When your family murdered mine, our only hope was one glimpse into the future, one glimpse at the book that your grandmother, your whole family, sets such store by.”

“And you saw Rowena's name?” I breathe. Alistair shrugs.

“Of course I didn't. This was more than one hundred years ago. My relative did and that's the name we've held on to for centuries. We knew that she was to be the key.”

“What do you mean my family murdered yours? We didn't kill anybody!”

“Are you so sure about that?”

“You were the ones murdering people. That's why we stopped you. That's what my–” I swallow the rest of my words. That's what my mother told me sounds incredibly childish here.

“Is that what you think? That we were murdering people and therefore the Greene family swooped in and saved the day? Lies,” he says crisply.

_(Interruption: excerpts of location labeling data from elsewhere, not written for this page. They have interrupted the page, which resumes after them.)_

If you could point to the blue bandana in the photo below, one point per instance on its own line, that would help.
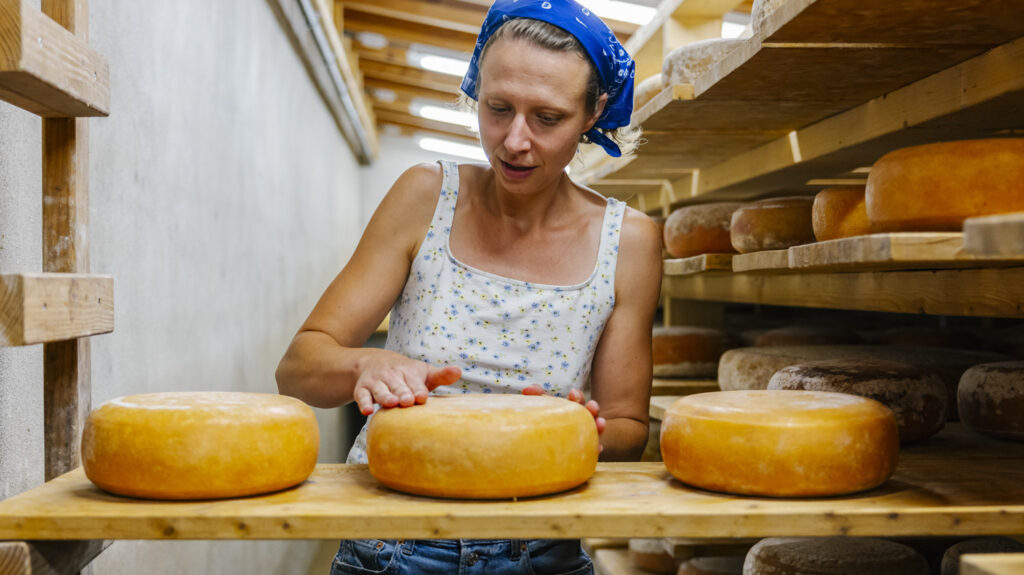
(614, 67)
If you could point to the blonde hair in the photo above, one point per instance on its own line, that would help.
(553, 38)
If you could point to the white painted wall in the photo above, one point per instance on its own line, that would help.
(222, 198)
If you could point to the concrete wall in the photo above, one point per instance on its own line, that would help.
(222, 198)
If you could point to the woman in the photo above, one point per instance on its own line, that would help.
(501, 278)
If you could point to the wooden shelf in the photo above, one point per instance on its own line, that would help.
(47, 70)
(796, 103)
(977, 292)
(956, 483)
(38, 308)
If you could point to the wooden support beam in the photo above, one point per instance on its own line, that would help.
(47, 70)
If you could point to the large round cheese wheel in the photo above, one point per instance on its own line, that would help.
(646, 90)
(990, 399)
(806, 336)
(704, 228)
(935, 187)
(834, 556)
(687, 62)
(951, 559)
(748, 368)
(686, 351)
(779, 443)
(772, 224)
(840, 212)
(201, 445)
(483, 446)
(918, 398)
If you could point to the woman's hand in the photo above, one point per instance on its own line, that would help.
(574, 395)
(393, 381)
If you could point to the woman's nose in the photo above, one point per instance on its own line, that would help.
(517, 139)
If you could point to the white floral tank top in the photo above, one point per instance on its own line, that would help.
(505, 334)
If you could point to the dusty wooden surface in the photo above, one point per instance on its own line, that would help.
(957, 483)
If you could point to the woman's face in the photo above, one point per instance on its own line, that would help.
(531, 112)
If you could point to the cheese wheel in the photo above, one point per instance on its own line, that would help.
(692, 230)
(918, 398)
(833, 556)
(779, 443)
(651, 556)
(712, 566)
(646, 90)
(483, 446)
(748, 368)
(840, 212)
(935, 187)
(200, 445)
(990, 399)
(687, 352)
(687, 62)
(950, 560)
(772, 224)
(806, 336)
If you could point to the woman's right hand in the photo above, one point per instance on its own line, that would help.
(393, 381)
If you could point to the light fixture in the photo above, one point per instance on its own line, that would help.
(452, 148)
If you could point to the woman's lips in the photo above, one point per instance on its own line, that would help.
(516, 172)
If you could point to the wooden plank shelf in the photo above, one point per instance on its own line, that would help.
(698, 264)
(957, 483)
(39, 308)
(47, 70)
(994, 236)
(975, 292)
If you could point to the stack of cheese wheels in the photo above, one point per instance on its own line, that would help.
(752, 368)
(712, 566)
(646, 90)
(483, 446)
(650, 556)
(805, 443)
(806, 336)
(692, 230)
(918, 398)
(990, 399)
(840, 212)
(200, 445)
(687, 352)
(834, 556)
(950, 560)
(686, 63)
(935, 187)
(772, 224)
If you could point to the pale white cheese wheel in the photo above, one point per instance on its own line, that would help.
(200, 445)
(804, 443)
(686, 63)
(483, 446)
(990, 399)
(833, 556)
(918, 398)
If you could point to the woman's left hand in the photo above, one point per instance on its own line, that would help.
(577, 396)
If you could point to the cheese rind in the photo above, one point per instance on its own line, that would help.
(833, 556)
(935, 187)
(485, 446)
(779, 443)
(200, 445)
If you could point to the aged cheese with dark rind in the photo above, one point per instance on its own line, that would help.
(483, 446)
(779, 443)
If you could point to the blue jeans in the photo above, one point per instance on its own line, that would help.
(462, 557)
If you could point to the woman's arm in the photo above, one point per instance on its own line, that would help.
(325, 364)
(622, 369)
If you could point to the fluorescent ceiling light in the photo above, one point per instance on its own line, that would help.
(623, 11)
(452, 148)
(441, 114)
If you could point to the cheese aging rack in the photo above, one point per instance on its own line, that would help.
(821, 90)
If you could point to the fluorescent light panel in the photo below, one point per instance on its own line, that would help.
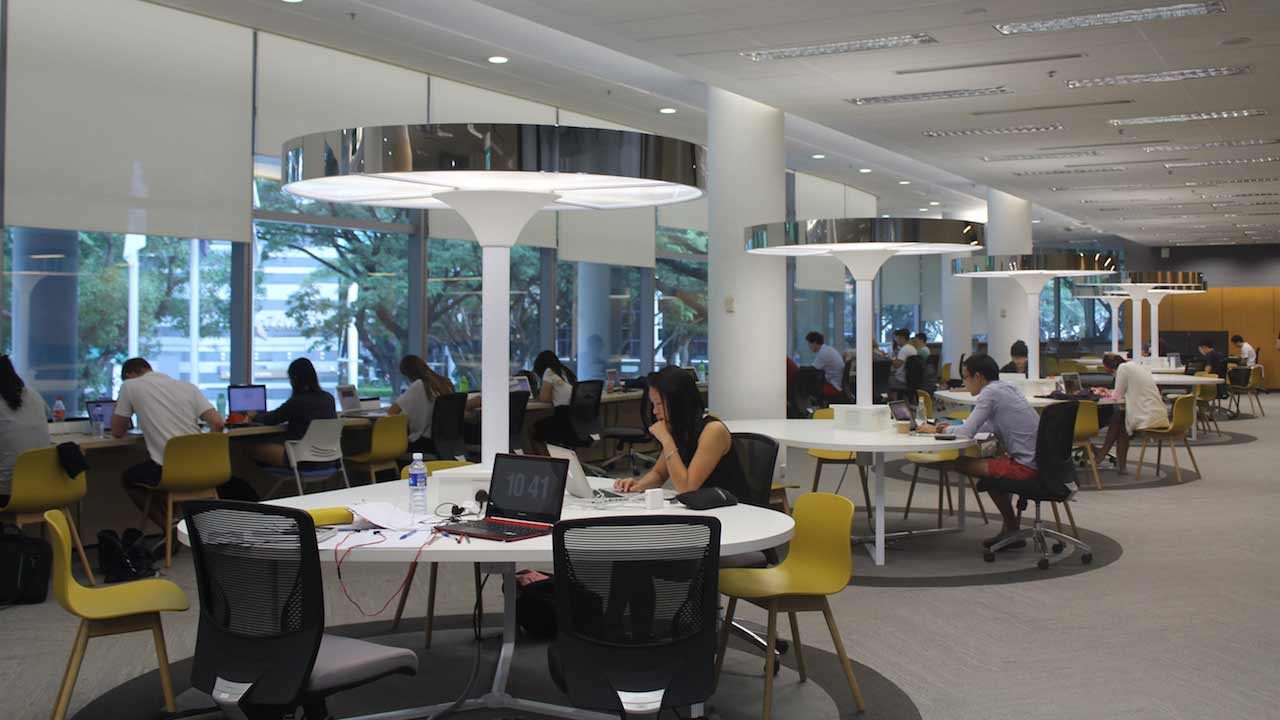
(1166, 76)
(1189, 117)
(840, 48)
(927, 96)
(1013, 130)
(1112, 18)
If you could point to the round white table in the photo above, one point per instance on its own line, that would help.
(823, 434)
(744, 528)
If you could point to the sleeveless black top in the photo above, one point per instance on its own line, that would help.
(728, 473)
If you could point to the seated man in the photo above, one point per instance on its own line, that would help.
(1143, 406)
(828, 360)
(165, 409)
(1002, 410)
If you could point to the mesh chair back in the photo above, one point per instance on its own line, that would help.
(636, 606)
(447, 418)
(261, 600)
(584, 410)
(321, 442)
(759, 458)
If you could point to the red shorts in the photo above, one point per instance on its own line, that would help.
(1008, 469)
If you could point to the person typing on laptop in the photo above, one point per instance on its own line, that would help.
(1002, 410)
(696, 447)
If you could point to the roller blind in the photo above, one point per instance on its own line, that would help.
(305, 89)
(127, 117)
(612, 237)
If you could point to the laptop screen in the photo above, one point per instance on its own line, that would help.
(241, 399)
(529, 488)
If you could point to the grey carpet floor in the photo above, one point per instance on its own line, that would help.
(1182, 625)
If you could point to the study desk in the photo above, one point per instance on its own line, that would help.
(823, 434)
(744, 528)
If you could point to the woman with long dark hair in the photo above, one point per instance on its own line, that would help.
(419, 401)
(23, 423)
(309, 401)
(696, 447)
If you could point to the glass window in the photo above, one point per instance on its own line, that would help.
(338, 296)
(78, 304)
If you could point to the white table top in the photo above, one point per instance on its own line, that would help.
(823, 434)
(744, 528)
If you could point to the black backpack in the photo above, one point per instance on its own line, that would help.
(26, 565)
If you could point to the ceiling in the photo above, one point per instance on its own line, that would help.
(621, 60)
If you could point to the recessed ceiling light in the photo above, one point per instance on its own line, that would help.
(1013, 130)
(926, 96)
(1208, 145)
(1216, 163)
(1116, 17)
(1168, 76)
(839, 48)
(1189, 117)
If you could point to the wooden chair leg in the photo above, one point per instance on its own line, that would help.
(430, 601)
(73, 664)
(844, 657)
(769, 659)
(163, 660)
(798, 647)
(725, 629)
(80, 546)
(408, 586)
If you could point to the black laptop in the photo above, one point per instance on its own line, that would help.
(526, 493)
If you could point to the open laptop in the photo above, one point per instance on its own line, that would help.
(526, 493)
(577, 482)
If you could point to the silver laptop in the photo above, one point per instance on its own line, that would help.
(577, 483)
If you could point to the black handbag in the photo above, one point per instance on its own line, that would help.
(26, 565)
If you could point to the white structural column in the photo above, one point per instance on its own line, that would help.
(746, 294)
(497, 218)
(1009, 232)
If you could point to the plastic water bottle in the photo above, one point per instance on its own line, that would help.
(417, 488)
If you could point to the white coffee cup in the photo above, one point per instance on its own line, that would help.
(653, 499)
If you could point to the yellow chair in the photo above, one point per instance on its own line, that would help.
(41, 484)
(112, 610)
(1086, 428)
(1184, 414)
(388, 441)
(432, 466)
(1206, 400)
(193, 468)
(823, 458)
(819, 563)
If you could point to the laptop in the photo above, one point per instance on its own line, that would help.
(577, 482)
(526, 493)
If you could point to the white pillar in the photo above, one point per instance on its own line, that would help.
(594, 314)
(496, 218)
(1009, 232)
(746, 294)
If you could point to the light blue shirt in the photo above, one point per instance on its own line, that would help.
(1004, 410)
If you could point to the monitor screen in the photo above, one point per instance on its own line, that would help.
(242, 399)
(528, 487)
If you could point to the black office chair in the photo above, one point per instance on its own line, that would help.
(447, 419)
(261, 650)
(1054, 443)
(635, 613)
(629, 437)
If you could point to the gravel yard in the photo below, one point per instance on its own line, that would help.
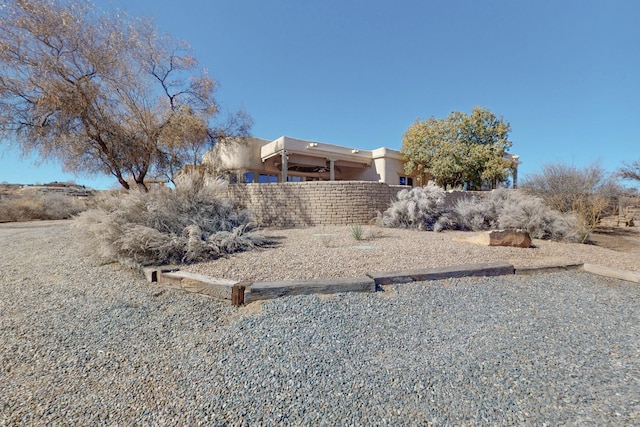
(93, 345)
(331, 251)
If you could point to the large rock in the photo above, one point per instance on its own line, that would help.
(515, 238)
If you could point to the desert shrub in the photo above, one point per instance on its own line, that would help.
(39, 206)
(194, 222)
(504, 209)
(422, 208)
(590, 193)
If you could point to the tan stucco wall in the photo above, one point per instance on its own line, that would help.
(294, 204)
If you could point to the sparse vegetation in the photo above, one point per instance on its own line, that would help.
(194, 222)
(511, 210)
(589, 193)
(357, 231)
(39, 206)
(425, 209)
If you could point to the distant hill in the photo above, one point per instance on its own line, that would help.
(66, 188)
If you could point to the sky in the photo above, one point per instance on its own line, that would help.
(565, 74)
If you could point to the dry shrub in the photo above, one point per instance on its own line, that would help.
(425, 209)
(511, 210)
(39, 206)
(194, 222)
(589, 192)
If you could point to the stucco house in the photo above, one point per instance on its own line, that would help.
(289, 159)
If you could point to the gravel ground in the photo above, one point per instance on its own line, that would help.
(84, 344)
(323, 252)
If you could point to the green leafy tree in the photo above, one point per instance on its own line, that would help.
(461, 149)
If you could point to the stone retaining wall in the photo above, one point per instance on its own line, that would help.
(298, 204)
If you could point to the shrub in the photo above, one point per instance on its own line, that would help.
(425, 209)
(357, 231)
(505, 209)
(39, 206)
(422, 208)
(590, 193)
(194, 222)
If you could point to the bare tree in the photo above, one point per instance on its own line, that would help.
(102, 93)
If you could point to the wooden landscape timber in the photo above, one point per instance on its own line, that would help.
(239, 293)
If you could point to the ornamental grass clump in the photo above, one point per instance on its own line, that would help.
(195, 222)
(425, 208)
(39, 206)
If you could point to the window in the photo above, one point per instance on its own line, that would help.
(265, 178)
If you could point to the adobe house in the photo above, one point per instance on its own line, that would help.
(289, 159)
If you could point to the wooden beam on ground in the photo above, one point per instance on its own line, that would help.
(269, 290)
(548, 268)
(465, 270)
(197, 283)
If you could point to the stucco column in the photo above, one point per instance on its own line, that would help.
(285, 166)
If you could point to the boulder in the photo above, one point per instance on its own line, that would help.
(515, 238)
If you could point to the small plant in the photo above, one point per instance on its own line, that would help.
(357, 231)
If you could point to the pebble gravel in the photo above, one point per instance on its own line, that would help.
(87, 344)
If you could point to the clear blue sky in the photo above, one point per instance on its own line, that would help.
(565, 74)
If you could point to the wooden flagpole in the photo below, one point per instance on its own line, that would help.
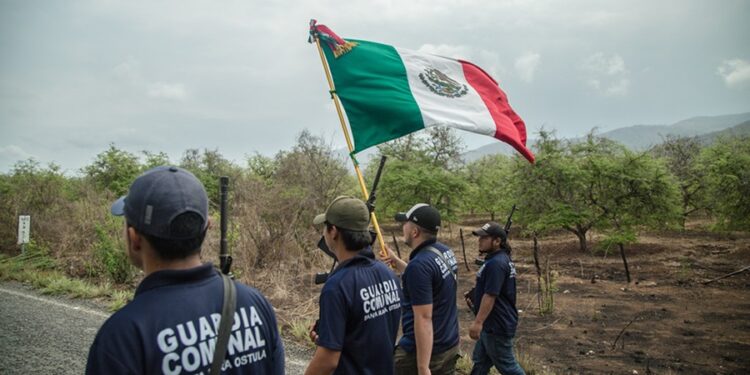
(361, 179)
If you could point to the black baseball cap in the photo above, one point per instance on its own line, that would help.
(160, 195)
(423, 215)
(491, 229)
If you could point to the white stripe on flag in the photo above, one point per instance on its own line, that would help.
(467, 112)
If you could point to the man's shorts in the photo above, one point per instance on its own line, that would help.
(440, 364)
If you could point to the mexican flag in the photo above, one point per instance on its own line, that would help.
(388, 92)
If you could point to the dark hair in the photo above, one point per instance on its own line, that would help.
(183, 225)
(354, 240)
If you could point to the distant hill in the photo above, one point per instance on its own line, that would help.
(642, 137)
(742, 129)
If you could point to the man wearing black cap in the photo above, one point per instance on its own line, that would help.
(430, 325)
(360, 304)
(494, 303)
(171, 326)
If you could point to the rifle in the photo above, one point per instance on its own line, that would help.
(463, 248)
(509, 222)
(225, 260)
(321, 277)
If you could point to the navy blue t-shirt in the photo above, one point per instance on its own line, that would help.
(428, 280)
(360, 308)
(497, 277)
(171, 325)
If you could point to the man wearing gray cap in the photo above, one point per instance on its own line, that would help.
(172, 324)
(429, 344)
(360, 304)
(494, 303)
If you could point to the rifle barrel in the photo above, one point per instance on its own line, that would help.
(223, 249)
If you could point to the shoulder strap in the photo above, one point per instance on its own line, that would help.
(442, 257)
(227, 316)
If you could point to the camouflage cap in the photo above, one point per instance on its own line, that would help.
(346, 213)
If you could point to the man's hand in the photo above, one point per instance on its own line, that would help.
(474, 330)
(313, 333)
(469, 300)
(393, 260)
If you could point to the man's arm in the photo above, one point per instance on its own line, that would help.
(324, 362)
(424, 336)
(485, 307)
(393, 259)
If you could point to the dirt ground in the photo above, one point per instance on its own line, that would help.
(675, 323)
(672, 322)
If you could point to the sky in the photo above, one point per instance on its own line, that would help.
(239, 76)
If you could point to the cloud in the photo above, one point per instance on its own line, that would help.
(526, 66)
(735, 72)
(13, 153)
(607, 74)
(130, 72)
(447, 50)
(172, 91)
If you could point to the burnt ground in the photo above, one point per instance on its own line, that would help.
(676, 323)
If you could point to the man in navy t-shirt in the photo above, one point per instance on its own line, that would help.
(171, 326)
(360, 304)
(430, 326)
(494, 303)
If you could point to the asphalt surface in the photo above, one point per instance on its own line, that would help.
(51, 335)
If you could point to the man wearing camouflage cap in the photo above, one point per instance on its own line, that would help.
(360, 304)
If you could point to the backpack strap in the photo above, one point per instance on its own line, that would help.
(442, 257)
(227, 316)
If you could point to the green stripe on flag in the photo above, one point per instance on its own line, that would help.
(372, 84)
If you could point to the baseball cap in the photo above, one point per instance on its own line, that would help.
(423, 215)
(160, 195)
(346, 213)
(491, 229)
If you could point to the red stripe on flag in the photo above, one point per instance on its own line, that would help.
(509, 126)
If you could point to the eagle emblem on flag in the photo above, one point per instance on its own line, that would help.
(439, 83)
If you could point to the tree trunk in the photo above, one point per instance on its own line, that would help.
(625, 262)
(582, 240)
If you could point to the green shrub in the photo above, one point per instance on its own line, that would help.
(110, 258)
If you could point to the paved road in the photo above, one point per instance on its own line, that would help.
(51, 335)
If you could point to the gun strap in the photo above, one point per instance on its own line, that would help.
(227, 316)
(442, 257)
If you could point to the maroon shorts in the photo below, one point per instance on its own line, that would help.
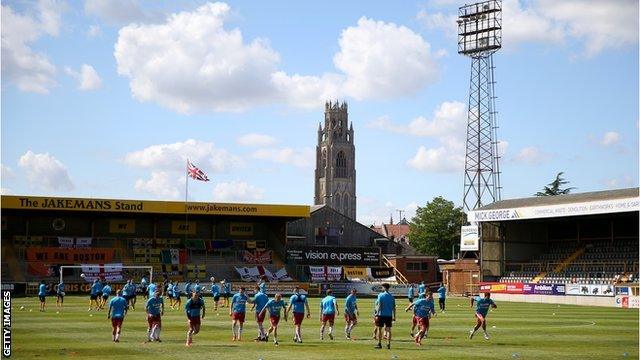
(328, 317)
(154, 319)
(421, 321)
(193, 320)
(297, 318)
(238, 316)
(116, 322)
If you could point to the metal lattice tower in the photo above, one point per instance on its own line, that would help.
(479, 36)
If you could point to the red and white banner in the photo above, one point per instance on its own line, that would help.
(325, 273)
(257, 257)
(107, 272)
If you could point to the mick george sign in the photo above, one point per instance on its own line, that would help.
(317, 255)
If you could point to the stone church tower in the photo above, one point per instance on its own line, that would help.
(335, 161)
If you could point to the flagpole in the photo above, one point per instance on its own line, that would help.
(186, 196)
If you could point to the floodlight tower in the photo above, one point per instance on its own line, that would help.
(479, 36)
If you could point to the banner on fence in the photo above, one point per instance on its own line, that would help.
(590, 290)
(257, 256)
(70, 256)
(630, 302)
(523, 288)
(322, 255)
(107, 272)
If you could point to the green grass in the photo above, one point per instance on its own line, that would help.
(523, 331)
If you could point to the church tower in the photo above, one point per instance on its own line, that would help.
(335, 161)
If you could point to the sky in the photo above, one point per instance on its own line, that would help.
(107, 98)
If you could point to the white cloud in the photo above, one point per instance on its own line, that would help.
(45, 172)
(173, 157)
(374, 212)
(237, 191)
(595, 25)
(303, 158)
(522, 24)
(161, 184)
(256, 140)
(6, 173)
(94, 30)
(439, 21)
(28, 70)
(191, 62)
(383, 60)
(609, 138)
(438, 159)
(88, 78)
(447, 126)
(167, 163)
(115, 12)
(530, 155)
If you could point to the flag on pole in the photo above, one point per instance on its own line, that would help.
(195, 173)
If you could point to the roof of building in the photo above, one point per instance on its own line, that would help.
(50, 203)
(563, 199)
(589, 203)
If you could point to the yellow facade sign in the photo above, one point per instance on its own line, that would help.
(355, 273)
(183, 228)
(241, 229)
(158, 207)
(122, 226)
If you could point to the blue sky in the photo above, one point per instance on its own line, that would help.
(107, 98)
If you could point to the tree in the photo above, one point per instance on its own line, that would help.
(436, 227)
(553, 188)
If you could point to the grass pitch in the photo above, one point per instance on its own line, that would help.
(522, 331)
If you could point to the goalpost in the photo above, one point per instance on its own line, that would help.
(150, 268)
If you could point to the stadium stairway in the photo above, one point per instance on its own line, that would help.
(9, 257)
(562, 265)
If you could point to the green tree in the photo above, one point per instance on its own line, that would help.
(436, 227)
(553, 188)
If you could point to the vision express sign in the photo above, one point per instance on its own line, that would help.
(317, 255)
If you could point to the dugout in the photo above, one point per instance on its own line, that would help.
(38, 232)
(518, 232)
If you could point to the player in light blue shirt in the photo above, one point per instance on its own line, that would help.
(226, 292)
(274, 306)
(177, 300)
(422, 309)
(60, 295)
(482, 310)
(106, 292)
(442, 296)
(155, 310)
(411, 293)
(385, 314)
(42, 294)
(192, 308)
(328, 312)
(298, 303)
(152, 289)
(237, 313)
(422, 288)
(95, 295)
(117, 310)
(350, 313)
(263, 285)
(215, 292)
(260, 299)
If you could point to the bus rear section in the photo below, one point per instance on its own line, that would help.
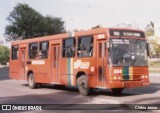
(128, 55)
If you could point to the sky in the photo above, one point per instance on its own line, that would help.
(84, 14)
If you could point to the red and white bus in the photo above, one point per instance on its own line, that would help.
(113, 58)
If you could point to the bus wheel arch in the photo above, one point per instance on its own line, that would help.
(82, 83)
(31, 83)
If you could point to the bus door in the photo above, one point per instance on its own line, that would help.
(22, 62)
(55, 62)
(101, 63)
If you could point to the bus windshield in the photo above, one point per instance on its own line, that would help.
(128, 52)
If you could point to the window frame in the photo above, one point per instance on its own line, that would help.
(92, 42)
(39, 49)
(29, 45)
(17, 53)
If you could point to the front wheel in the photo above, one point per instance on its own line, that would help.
(82, 83)
(117, 91)
(31, 83)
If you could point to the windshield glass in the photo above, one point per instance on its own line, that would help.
(127, 52)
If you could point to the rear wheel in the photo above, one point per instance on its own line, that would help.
(117, 91)
(82, 83)
(31, 83)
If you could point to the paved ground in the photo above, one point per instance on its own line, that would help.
(17, 92)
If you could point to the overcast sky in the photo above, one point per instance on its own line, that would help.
(84, 14)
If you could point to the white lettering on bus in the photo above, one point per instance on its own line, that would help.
(81, 65)
(35, 62)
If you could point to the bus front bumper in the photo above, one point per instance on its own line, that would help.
(128, 84)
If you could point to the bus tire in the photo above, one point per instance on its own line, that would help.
(31, 82)
(117, 91)
(82, 83)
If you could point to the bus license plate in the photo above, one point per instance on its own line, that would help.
(132, 84)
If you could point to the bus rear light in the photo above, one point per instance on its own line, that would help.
(114, 78)
(142, 76)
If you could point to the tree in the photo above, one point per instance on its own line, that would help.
(4, 55)
(25, 22)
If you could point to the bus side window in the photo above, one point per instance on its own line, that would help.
(44, 46)
(33, 50)
(85, 46)
(15, 52)
(68, 47)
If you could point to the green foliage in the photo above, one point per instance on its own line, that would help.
(25, 22)
(4, 54)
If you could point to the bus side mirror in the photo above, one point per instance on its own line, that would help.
(148, 50)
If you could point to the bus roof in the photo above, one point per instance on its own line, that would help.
(76, 34)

“Your family cared nothing, nothing about who we took for ourselves as long as it wasn't one of their own. But be that as it may,” he says, his voice rising,

“make no mistake about the word murder.” I stare at him, at the way his mouth splits and curls into a snarl. ”Do you know what it's like to grow up knowing that you were meant to be something else, something so very different from all the ordinary filth you see in the streets around you, something beyond this ordinary mortal life? To walk around and know that you should have a Talent, know that with all your heart, and yet you don't because of something that happened more than a hundred years ago?” He stares at me, his hands curling and uncurling on his desk blotter. Then he takes a breath and says softly,

“When you deprive someone of their Talent, of their right to have a Talent, you kill a part of that person. From what your sister has told me, I think you just might be able to understand that. Think, Tamsin. Think how different your life could have been.” I shut my eyes, my brain rushing and tumbling with scenes like a river swollen with rain: Rowena and Gwyneth laughing, their mouths wide and red; Gabriel and his unanswered letters; Silda pulling gradually away from me; and the early years of school, when people looked at me as if I was weird when I was really no different from them. What if all that had never happened? What if I had known from my eighth birthday just exactly what I could do? There's no part of my life that would be the same. Then I open my eyes. Alistair is watching me, satisfaction smeared across his long face. We stare at each other for the length of a heartbeat before I look toward the door, wondering if my sister is still bleeding.